50 pohon sawit produktif miliknya, habis rata dengan tanah. Portal untuk masuk ke lahannya pun, turut dirusak.
"Saya kaget karena tiba-tiba itu langsung habis tanpa izin ke saya, tanpa seizin lurah juga," ungkap Tita.
Ia mencoba mengkonfirmasi hal itu, baik kepada bank tanah, maupun kepada pemerintah kelurahan.
Bank Tanah hanya mengatakan kepada dirinya agar mengikhlaskan lahan itu.
Sementara pihak kelurahan mengatakan bahwa ia harus menunggu hasil rapat terlebih dahulu.
Baca juga: Dampak Rumah ASN di IKN Nusantara Belum Siap 100 Persen, Perpindahan PNS Molor dan Jumlah Jadi 6.000
Kata Tita, pada dasarnya ia tidak masalah jika lahannya dipakai untuk kepentingan pembangunan bandara pun jalan tol.
Tetapi seharusnya ada pemberitahuan terlebih dulu, apabila ingin beraktifitas di lahan miliknya.
Setidaknya, ada 8 hektar lahannya yang masuk dalam kawasan pembangunan bandara pun jalan tol.
"Belum tahu penggantiannya berapa, tadi dari provinsi juga menyampaikan kalau akan ada ganti rugi," ucapnya.

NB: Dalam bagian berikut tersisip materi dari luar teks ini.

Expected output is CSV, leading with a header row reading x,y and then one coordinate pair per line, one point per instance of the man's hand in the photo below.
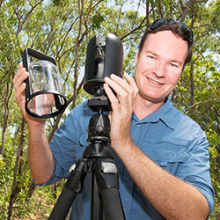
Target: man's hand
x,y
122,107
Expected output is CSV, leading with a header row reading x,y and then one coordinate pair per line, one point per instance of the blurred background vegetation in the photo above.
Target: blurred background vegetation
x,y
62,29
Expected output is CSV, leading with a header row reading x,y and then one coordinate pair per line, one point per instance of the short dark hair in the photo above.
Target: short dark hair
x,y
178,28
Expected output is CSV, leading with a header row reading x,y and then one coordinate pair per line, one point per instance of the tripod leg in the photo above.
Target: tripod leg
x,y
72,187
107,180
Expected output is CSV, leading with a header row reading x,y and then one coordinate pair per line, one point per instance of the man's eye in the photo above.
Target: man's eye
x,y
151,57
174,65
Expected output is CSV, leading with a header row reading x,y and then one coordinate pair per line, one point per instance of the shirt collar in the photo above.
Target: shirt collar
x,y
166,113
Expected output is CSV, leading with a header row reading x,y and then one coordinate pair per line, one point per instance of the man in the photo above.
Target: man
x,y
162,155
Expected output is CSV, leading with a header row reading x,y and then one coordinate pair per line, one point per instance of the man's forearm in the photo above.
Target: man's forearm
x,y
39,155
172,197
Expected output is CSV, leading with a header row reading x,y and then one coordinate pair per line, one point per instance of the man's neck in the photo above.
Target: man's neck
x,y
143,107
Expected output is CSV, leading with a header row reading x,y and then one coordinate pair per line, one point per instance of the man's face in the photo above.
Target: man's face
x,y
159,65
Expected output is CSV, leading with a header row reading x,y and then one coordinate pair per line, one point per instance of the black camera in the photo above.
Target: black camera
x,y
103,58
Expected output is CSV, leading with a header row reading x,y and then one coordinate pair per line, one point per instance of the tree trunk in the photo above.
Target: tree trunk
x,y
15,187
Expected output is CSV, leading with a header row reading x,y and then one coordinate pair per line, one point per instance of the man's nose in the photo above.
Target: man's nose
x,y
159,69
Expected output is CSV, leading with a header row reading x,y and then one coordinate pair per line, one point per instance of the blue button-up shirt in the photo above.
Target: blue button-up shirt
x,y
171,139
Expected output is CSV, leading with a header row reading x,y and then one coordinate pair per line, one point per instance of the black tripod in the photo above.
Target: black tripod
x,y
98,158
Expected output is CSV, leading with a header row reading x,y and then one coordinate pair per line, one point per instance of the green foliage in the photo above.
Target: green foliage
x,y
62,30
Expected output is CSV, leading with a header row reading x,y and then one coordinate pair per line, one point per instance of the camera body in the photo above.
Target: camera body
x,y
103,57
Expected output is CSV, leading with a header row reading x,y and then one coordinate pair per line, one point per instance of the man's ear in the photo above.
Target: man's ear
x,y
136,58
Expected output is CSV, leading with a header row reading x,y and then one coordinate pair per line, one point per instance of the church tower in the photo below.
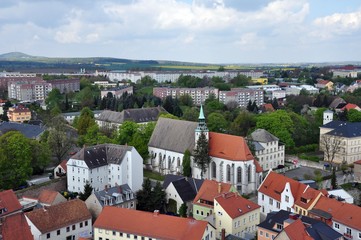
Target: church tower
x,y
202,126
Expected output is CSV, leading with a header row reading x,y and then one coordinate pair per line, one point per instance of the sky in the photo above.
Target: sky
x,y
202,31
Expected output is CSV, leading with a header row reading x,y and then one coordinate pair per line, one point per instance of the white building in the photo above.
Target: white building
x,y
105,165
68,220
269,151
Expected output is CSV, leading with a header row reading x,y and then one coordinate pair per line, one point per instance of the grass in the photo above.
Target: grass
x,y
153,175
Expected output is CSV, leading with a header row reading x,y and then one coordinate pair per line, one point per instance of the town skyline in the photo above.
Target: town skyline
x,y
203,31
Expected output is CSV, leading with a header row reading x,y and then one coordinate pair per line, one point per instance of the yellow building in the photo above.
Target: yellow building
x,y
19,114
236,215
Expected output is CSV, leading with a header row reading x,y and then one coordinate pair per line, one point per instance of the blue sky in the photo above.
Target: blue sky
x,y
208,31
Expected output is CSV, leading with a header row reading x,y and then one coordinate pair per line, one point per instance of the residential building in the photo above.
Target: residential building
x,y
231,160
203,203
269,152
120,196
236,215
15,227
112,119
343,217
340,141
242,96
19,114
75,221
117,92
28,130
285,225
105,165
278,192
121,223
181,190
199,95
357,171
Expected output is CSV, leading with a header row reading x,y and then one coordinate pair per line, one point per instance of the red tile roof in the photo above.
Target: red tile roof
x,y
47,196
63,214
345,213
297,231
150,224
229,147
9,201
235,205
16,227
210,189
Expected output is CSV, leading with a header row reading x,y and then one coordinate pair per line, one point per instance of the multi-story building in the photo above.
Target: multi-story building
x,y
236,215
117,92
19,114
278,192
199,95
68,220
105,165
122,223
242,96
269,151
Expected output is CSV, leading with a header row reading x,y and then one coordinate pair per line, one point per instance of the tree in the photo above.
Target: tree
x,y
186,164
331,146
61,138
201,156
183,210
88,189
15,160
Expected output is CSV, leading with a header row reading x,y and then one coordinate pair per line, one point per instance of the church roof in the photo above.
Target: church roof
x,y
173,135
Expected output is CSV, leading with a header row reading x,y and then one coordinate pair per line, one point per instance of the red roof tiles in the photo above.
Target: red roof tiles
x,y
235,205
229,147
149,224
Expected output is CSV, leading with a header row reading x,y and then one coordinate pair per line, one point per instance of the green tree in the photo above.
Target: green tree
x,y
183,210
217,122
201,154
186,164
88,189
15,160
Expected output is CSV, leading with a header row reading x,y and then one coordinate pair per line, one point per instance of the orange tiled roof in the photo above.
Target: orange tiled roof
x,y
149,224
229,147
209,190
274,185
47,196
345,213
63,214
235,205
297,231
9,201
16,227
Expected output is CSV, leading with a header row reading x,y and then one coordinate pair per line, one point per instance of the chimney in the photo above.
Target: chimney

Makmur, warga Kelurahan Gersik, juga menyampaikan keluhannya.
Dengan nada meninggi ia mengatakan bahwa realita di lapangan berbeda dengan apa yang disampaikan dalam sosialisasi.
Dalam sosialisasi, pengurusan kejelasan atau legalitas lahan mereka seolah terdengar mudah. Namun saat melakukan pengurusan, ia mengaku sulit.
Saat mengurus ke kelurahan, ia diarahkan ke pemerintah daerah, lalu diarahkan lagi ke provinsi, lalu diminta lagi menghadap ke pihak bank tanah.
"Kami mendapatkan pelayanan di kelurahan juga tidak maksimal, fasilitasi masyarakat untuk hal itu," tegasnya.
Sudah beberapa kali sosialisasi, namun tak ada hasil yang mereka bawa pulang. Terutama mengenai kejelasan harga tanam tumbuh mereka. Padahal, proyek terus berjalan.